Donald Trump, el canalla audaz, lenguaraz y desvergonzando, es el síntoma de un país en crisis, que tras cuatro años protagonizando una parodia de gobierno no recibe un estrepitoso castigo. Probablemente, de no ser por la COVID-19 habría sido reelegido. Mas aún, cuando se conozca el resultado definitivo habrá que desplegar una lupa sociológica para analizar dónde fue castigado y en qué nivel.
En 1998, el filósofo Richard Rorty, en su libro Forjar nuestro país, 'pronosticaba' que el electorado no suburbano decidiría que el sistema ha fracasado y buscaría un hombre fuerte por quien votar. Un voto que reflejaría el rechazo a élites sofisticadas que imponen las normas. Algo se rompería, y “los logros obtenidos en los últimos 40 años por los estadounidenses negros, las minorías raciales y los homosexuales serán aniquilados. Mientras que el desprecio jocoso por las mujeres volverá a la moda”.
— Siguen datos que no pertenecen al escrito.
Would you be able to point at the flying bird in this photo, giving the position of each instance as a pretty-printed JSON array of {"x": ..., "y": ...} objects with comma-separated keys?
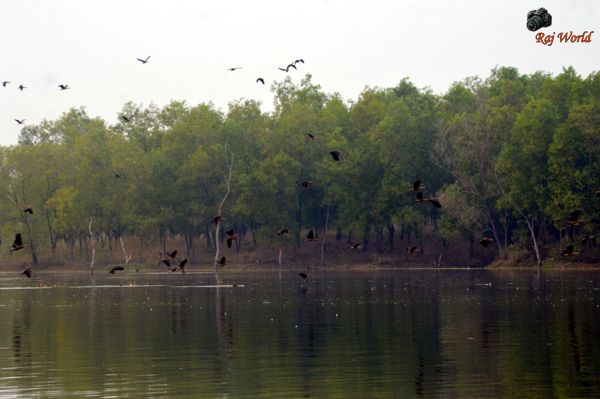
[
  {"x": 486, "y": 241},
  {"x": 568, "y": 251},
  {"x": 411, "y": 250},
  {"x": 17, "y": 244},
  {"x": 230, "y": 237},
  {"x": 116, "y": 268},
  {"x": 417, "y": 186}
]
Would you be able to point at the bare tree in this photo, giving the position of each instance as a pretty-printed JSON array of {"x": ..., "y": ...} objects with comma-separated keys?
[{"x": 218, "y": 228}]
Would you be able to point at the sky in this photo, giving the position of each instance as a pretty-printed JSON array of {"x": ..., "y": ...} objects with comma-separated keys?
[{"x": 347, "y": 45}]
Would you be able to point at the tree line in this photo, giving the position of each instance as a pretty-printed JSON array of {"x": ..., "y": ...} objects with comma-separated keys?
[{"x": 513, "y": 158}]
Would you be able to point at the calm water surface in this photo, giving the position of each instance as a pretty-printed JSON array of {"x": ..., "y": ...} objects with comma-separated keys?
[{"x": 397, "y": 334}]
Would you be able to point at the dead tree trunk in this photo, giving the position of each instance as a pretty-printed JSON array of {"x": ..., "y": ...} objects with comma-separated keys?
[{"x": 218, "y": 228}]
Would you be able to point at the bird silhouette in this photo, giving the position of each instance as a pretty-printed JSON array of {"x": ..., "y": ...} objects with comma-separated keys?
[
  {"x": 230, "y": 237},
  {"x": 18, "y": 243},
  {"x": 116, "y": 268},
  {"x": 417, "y": 186}
]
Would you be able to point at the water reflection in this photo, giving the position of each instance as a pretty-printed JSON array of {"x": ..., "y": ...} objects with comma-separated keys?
[{"x": 389, "y": 334}]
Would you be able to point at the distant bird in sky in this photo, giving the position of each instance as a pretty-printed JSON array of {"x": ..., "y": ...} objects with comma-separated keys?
[
  {"x": 18, "y": 243},
  {"x": 485, "y": 242},
  {"x": 115, "y": 269},
  {"x": 230, "y": 237},
  {"x": 311, "y": 236},
  {"x": 417, "y": 186}
]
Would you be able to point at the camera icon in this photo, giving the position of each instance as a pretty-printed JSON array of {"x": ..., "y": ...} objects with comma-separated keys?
[{"x": 537, "y": 19}]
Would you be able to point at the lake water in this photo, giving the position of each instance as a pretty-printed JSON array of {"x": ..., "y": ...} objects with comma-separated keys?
[{"x": 393, "y": 334}]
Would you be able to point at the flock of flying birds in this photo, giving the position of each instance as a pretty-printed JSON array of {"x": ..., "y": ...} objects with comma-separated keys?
[{"x": 174, "y": 264}]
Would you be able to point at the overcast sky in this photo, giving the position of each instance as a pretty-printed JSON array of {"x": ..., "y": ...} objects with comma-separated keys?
[{"x": 92, "y": 46}]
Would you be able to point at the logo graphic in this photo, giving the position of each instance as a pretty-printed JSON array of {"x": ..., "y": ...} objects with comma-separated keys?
[{"x": 537, "y": 19}]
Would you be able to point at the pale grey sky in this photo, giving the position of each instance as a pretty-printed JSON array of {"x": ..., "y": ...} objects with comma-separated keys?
[{"x": 92, "y": 45}]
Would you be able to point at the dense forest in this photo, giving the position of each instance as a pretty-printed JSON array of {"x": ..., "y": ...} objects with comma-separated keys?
[{"x": 513, "y": 159}]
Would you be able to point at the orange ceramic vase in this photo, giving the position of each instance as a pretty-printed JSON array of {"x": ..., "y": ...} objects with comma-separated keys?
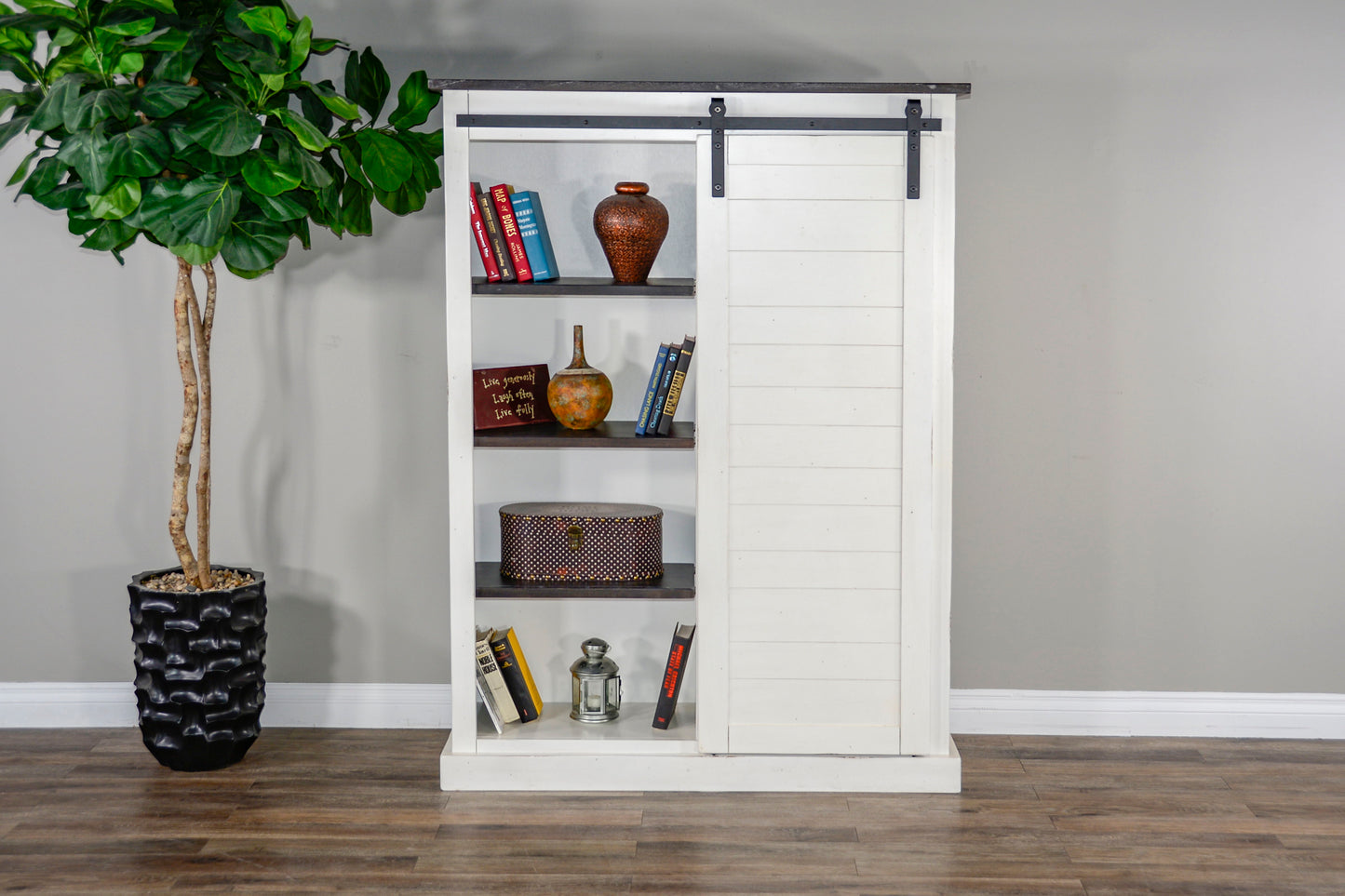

El tiempo dio la razón a Rorty, la sociedad se rompió, como se rompieron todos los límites que se suponía debía preservar un presidente. Sin embargo, la profecía se queda corta en dos aspectos: en primer lugar, la ruptura va mucho más allá de la América profunda y la emergencia de grupos de derecha nacionalista y radical es noticia en casi todo el mundo. En segundo lugar, el problema no es solo la incapacidad de las élites ilustradas para conectar con esa entelequia del “hombre común” (que no la mujer), sino en la total falta de voluntad de las élites conservadoras en plantear reformas que profundicen la democracia, o que puedan alterar la distribución del poder que la sustenta.
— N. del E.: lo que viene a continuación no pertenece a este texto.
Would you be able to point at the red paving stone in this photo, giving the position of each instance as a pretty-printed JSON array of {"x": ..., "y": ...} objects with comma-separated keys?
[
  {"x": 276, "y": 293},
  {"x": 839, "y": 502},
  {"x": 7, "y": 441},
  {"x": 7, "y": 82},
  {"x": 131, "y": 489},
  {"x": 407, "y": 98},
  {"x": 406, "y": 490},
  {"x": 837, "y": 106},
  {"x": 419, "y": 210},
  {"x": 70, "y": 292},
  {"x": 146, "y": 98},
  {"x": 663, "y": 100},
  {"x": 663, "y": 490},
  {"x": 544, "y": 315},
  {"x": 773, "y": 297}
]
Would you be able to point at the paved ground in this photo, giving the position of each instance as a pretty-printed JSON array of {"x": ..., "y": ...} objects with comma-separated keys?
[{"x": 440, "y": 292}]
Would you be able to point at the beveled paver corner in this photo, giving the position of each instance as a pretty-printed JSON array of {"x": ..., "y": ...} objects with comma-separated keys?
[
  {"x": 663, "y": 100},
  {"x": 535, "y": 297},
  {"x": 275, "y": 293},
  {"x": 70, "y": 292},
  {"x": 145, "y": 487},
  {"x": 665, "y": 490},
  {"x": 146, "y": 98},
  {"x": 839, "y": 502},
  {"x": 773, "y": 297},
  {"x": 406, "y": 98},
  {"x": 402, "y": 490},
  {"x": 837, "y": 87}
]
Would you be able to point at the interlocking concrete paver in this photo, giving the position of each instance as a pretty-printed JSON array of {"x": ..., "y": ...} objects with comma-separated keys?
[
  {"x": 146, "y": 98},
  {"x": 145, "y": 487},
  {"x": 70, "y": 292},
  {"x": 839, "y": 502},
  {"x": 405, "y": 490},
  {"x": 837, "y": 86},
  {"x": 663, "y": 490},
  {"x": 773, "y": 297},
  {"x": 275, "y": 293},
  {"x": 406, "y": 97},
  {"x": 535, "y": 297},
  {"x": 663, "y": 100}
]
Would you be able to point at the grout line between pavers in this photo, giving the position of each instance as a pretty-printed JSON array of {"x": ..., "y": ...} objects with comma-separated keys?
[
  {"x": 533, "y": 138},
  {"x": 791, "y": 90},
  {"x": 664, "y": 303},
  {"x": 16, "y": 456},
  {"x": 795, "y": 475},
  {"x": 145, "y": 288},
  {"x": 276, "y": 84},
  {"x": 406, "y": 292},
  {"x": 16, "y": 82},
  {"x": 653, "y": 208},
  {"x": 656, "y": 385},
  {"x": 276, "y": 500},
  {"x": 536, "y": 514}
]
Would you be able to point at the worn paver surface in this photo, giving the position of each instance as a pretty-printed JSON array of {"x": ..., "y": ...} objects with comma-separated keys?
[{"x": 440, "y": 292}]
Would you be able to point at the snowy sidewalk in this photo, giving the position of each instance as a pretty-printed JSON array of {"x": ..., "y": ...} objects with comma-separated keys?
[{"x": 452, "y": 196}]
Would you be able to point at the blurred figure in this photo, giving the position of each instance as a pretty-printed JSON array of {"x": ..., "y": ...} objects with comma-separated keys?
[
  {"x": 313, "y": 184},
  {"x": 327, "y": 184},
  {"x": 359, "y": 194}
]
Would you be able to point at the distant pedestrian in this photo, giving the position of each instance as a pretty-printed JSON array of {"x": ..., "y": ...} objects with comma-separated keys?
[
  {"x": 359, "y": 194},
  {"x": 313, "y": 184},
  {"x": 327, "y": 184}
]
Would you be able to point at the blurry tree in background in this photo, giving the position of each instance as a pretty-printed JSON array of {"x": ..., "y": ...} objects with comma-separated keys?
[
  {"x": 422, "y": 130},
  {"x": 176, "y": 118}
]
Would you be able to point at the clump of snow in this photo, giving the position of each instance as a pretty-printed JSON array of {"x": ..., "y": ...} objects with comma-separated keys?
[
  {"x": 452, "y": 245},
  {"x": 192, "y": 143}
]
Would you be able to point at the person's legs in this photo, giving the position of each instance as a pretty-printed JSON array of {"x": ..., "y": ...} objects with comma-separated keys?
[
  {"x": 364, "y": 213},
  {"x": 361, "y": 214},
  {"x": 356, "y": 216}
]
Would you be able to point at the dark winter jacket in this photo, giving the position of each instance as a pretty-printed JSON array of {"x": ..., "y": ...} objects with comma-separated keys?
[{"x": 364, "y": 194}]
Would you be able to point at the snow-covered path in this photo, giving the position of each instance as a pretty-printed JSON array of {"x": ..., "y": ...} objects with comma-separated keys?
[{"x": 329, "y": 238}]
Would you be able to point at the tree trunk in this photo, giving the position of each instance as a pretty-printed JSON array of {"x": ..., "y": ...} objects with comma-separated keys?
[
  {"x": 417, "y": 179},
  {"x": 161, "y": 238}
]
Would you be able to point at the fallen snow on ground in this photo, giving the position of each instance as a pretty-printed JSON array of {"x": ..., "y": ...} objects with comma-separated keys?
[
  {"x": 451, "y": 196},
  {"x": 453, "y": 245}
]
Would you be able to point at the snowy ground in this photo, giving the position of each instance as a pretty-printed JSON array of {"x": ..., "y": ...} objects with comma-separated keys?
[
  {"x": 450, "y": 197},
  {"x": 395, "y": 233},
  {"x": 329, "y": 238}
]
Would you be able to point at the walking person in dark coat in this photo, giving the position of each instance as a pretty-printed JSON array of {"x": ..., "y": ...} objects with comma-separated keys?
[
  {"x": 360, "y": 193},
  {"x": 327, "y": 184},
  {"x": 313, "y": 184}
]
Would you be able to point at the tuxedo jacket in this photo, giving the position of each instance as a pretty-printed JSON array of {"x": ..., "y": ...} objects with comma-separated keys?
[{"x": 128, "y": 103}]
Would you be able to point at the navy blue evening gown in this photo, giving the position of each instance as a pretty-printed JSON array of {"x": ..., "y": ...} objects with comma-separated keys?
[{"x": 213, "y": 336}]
EEUU tiene dos grandes rupturas, la desigualdad económica y la racial. La desigualdad en el acceso a los beneficios de la economía de mercado ha dado al traste con el sueño americano, que es, y seguirá siendo, un sueño blanco. Es tal la desigualdad, que al nacer un estadounidense negro tiene más del doble de posibilidades de morir antes de cumplir un año que uno blanco, y el doble de posibilidades de ser pobre toda su vida.
Las élites de derecha radical no tienen un proyecto para resolver la desigualdad en el escenario de muerte por éxito del capitalismo financiero ultraliberal. Agitan entonces todo tipo de banderas para salvar una brecha, abriendo otras, la nación, la religión, negros contra latinos, todo vale.
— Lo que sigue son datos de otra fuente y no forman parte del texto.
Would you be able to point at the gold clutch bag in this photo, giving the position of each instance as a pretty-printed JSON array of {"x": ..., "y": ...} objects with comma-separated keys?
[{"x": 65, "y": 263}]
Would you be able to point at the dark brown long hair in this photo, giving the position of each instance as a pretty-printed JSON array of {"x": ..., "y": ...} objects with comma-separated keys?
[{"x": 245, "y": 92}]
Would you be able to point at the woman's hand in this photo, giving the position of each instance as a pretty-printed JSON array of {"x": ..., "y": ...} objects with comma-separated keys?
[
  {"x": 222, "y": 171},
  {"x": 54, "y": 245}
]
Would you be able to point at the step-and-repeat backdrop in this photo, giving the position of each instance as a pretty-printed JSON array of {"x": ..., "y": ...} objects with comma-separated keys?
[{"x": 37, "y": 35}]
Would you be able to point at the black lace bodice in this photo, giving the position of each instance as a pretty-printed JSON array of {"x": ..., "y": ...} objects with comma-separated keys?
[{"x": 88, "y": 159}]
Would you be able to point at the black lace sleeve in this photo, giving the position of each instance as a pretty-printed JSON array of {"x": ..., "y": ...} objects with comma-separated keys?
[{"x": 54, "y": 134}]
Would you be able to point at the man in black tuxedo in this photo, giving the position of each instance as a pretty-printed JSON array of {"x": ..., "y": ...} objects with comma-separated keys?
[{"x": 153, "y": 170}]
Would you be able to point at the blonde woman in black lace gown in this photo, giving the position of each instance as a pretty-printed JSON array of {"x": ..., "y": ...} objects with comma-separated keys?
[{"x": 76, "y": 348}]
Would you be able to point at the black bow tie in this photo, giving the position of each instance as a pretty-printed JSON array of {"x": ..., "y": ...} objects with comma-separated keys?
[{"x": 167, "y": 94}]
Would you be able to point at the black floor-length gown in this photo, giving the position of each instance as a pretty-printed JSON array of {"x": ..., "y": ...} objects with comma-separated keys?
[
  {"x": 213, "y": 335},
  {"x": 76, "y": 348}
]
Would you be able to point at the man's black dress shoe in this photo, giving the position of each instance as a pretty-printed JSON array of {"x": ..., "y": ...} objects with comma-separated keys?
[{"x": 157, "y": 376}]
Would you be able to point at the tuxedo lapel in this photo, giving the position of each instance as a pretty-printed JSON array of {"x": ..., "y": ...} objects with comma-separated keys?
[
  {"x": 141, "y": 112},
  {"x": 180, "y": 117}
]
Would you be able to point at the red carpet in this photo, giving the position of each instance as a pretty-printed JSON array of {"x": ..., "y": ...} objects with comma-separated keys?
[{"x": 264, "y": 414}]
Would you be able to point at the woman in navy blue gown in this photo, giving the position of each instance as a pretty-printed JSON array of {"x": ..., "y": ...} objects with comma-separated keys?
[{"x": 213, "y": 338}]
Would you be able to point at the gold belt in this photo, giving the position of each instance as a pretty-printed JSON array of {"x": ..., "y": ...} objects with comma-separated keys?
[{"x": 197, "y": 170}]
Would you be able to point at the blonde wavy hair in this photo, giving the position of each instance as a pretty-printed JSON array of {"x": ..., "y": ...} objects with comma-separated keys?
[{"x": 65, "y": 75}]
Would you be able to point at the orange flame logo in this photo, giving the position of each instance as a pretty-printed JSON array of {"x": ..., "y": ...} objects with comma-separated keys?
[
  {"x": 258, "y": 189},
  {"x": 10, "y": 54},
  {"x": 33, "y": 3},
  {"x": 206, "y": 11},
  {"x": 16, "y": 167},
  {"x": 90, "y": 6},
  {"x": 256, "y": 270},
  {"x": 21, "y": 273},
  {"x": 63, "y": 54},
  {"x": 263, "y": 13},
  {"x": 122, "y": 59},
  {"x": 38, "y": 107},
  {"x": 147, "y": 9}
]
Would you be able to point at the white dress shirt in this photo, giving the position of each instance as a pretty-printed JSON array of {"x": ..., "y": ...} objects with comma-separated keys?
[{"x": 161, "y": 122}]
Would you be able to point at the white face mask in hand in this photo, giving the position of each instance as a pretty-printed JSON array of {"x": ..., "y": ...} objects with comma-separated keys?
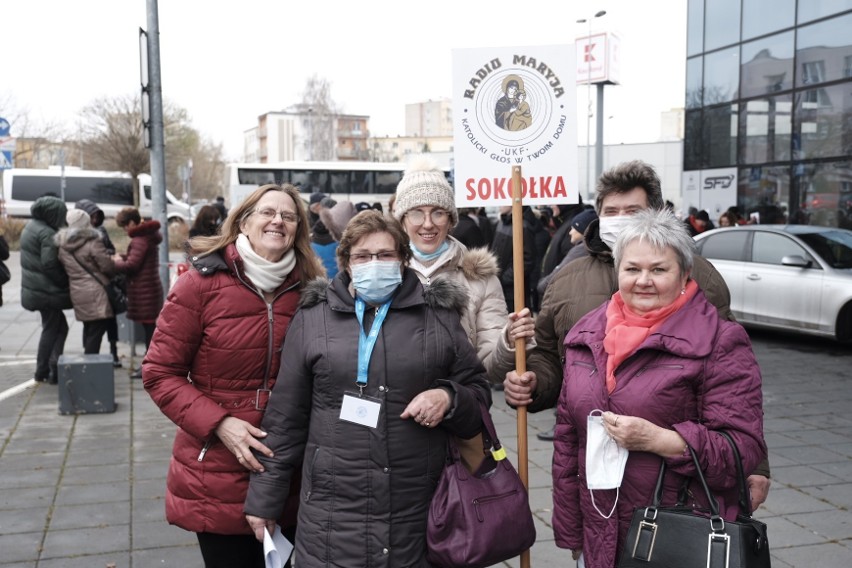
[{"x": 605, "y": 460}]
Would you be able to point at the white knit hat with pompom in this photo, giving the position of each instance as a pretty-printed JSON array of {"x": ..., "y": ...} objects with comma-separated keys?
[{"x": 424, "y": 184}]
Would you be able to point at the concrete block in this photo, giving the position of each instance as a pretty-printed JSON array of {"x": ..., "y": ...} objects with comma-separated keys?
[{"x": 86, "y": 384}]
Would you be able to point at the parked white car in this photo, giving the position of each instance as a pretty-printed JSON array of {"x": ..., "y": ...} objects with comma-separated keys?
[{"x": 790, "y": 277}]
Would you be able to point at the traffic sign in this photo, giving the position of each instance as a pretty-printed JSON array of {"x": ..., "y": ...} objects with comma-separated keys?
[{"x": 7, "y": 152}]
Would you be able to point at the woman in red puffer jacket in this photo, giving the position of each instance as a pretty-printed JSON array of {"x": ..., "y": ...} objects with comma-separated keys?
[{"x": 214, "y": 358}]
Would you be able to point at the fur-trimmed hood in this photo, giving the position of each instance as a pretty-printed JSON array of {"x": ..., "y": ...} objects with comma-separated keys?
[
  {"x": 441, "y": 294},
  {"x": 478, "y": 264}
]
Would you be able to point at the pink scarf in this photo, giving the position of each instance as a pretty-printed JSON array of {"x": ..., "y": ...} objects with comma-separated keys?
[{"x": 626, "y": 330}]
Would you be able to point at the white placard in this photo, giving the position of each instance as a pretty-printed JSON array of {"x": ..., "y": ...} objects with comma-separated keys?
[{"x": 515, "y": 106}]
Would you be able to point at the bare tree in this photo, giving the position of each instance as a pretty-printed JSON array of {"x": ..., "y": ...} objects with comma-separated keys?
[
  {"x": 112, "y": 139},
  {"x": 322, "y": 112}
]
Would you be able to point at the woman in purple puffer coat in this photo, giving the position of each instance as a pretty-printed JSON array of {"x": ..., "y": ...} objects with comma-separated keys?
[{"x": 666, "y": 372}]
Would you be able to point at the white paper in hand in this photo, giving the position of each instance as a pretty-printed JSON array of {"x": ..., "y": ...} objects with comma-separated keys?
[{"x": 276, "y": 548}]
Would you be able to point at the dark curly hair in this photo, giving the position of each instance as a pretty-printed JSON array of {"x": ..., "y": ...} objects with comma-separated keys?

Las redes sociales se disparan para reconstruir un “ellos contra nosotros”, aunque esto implique desdecir lo que hasta hace poco se llamaba progreso social y ahora desdeñan como “socialismo”. La política está en crisis, es cierto hoy y hace 20 años, es su naturaleza. Sin embargo, no vale la equidistancia para juzgar a los que han alentado la peligrosa radicalización social en Occidente.
Muy a pesar de Trump, EEUU sigue teniendo instituciones fuertes. El Partido Republicano tendrá que elegir entre seguir a su actual líder antisistema o recuperar su tradición conservadora pero institucional. Los demócratas tendrán que hacerse mirar su incapacidad para arrasar entre los que se suponen ganadores con su propuesta, incluidos los latinos. Quizás el beneficio no es tan obvio para muchos y la confianza está muy lastrada por su falta de audacia al gobernar.
Mas allá de EEUU, donde las instituciones no son tan fuertes, ni los sistemas de check and balance operan, el legado de Trump va a pesar aún más. Crecen liderazgos autoritarios, los instrumentos de protección de la democracia como la Carta Interamericana se debilitan, y los que cuestionan el progreso cosmopolita, envalentonados, ya no tienen ninguna cortapisa en lanzar su veneno. Valga entonces volver a resaltar de nuevo el logro de la Unión Europea, la defensa de la democracia y del Estado de Derecho necesita herramientas efectivas ante el embate de los radicales. El proyecto común es una inversión costosa para todos sus miembros, pero no puede ceder en sus principios. Más aún, en la reacomodación del sistema internacional Europa tendrá que elegir su papel, y más le vale que haya una consistencia entre las líneas rojas en las que opera su modelo interno y las que va a plantear en su presencia internacional, mientras los Estados Unidos se hunden en las arenas movedizas de sus propias inconsistencias.